All the projects feature Heather’s playful sense of color and organic, dimensional designs.

All of my books can be purchased via my shop page.

Albion translation

Albion Stitch just got a whole lot bigger!

German Book Cover of Albion Stitch

I’m delighted to share the news… My friends at the German publishing house Creanon have chosen a selection of designs from books one and two and published ‘Albion Stich’ It is so exciting to see my work in another language and I love the way the team have presented the designs, with gorgeous new photography. In August I went to the Beaders Best show in Hamburg for the launch of the book and for a moment felt a little bit famous as I got to do book signings and pose for photographs with all the lovely beaders buying my book.

If you’d like to buy the German language version just click here.

Dragonfly tails

The Dragonfly first appeared as an exhibition piece for Swarovski London, and features in the gallery pages of Albion Stitch book two. It also appeared in articles in Beadwork Magazine in the USA and Bead Magazine in the UK. As a result, a lot of requests for the pattern arrived in the inbox. The original was made without a workshop in mind, and used a lot of vintage bits from the bead box which I knew would probably not be widely available. So for the longest while I replied to those emails requesting the pattern with a polite thank you, but it can’t be done.

The original Dragonfly
The original Dragonfly

Finally the penny did drop! I visited my favourite bead store to gather crystals and beads with which to re-work the design. I’ll be honest and admit that I wasn’t looking forward to the task of following the thread paths back through the original piece, but like most things that get put off, once you commit, it’s easier than anticipated. Dragonfly two was born, and to make sure everyone could access the beads and crystals if needed, a kit was born at the same time.

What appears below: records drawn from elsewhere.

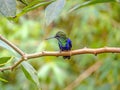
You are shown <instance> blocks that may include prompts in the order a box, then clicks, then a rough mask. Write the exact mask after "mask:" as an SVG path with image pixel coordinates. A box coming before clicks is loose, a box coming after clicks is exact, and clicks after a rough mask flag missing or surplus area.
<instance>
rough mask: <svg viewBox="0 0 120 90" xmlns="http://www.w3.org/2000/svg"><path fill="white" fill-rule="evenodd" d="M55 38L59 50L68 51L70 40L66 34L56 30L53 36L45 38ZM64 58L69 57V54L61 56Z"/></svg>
mask: <svg viewBox="0 0 120 90" xmlns="http://www.w3.org/2000/svg"><path fill="white" fill-rule="evenodd" d="M51 38H56V39H57V40H58V45H59V48H60V52H61V51H69V50H71V48H72V41H71V40H70V39H69V38H68V37H67V36H66V34H65V33H64V32H63V31H58V32H57V33H56V35H55V36H53V37H50V38H47V39H46V40H48V39H51ZM63 58H64V59H70V56H63Z"/></svg>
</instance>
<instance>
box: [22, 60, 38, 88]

Since then it has become one of the most popular designs and it is enchanting to see the many colour variations that get created.

Dragonfly has been made to adorn wedding outfits and party frocks, as gifts and thank you’s; even as a set of several to make a sparkly mobile; but my favourite story is about the one made to decorate a parcel containing a fishing tackle box, a retirement present for a much loved colleague.

Albion Bezel inspiration

Albion Stitch is one of the easiest ways to create a bezel. I was at a bead show when one of my lovely students, Lynn Gosling, brought this bezelled Laboradite cabochon to show me. She was full of enthusiasm about how easy it was to make the bezel fit a slightly uneven stone. I love her use of colour! There are lots of different ways to use Albion Stitch to create bezels, from simple ones to fit even stones, to variations which can accommodate the lumpiest of pieces and any number of corners.

Lynn Gosling's Albion stitch bezel.
Lynn Gosling’s Albion stitch bezel.

I also like the fact that you get to see a lot more of your focal stone using Albion Stitch, which is not always the case with other stitches.

To date I’ve bezelled just about everything from buttons to cheap and cheerful plastic crystals.
The visit from Lynn was timely as I’d just started the process of sorting out my cabochon stash with a promise to self to use them before being tempted to buy more (epic fail on that score!).
This in turn, got me thinking about the many beaders I know who also have a collection of lovely stones in the ‘one day when’ box. As a result I have a new workshop almost ready to teach for the 2014 season. Designed to show and share how to bezel just about any shape, the ‘Sticks and Stones’ class will also take a long look at the beading techniques needed to create links and framing once the stones are bezelled. Perfect for beaders in need of the first steps into designing. A big thank you to Lynn for reminding me about this one lovely aspect of Albion Stitch.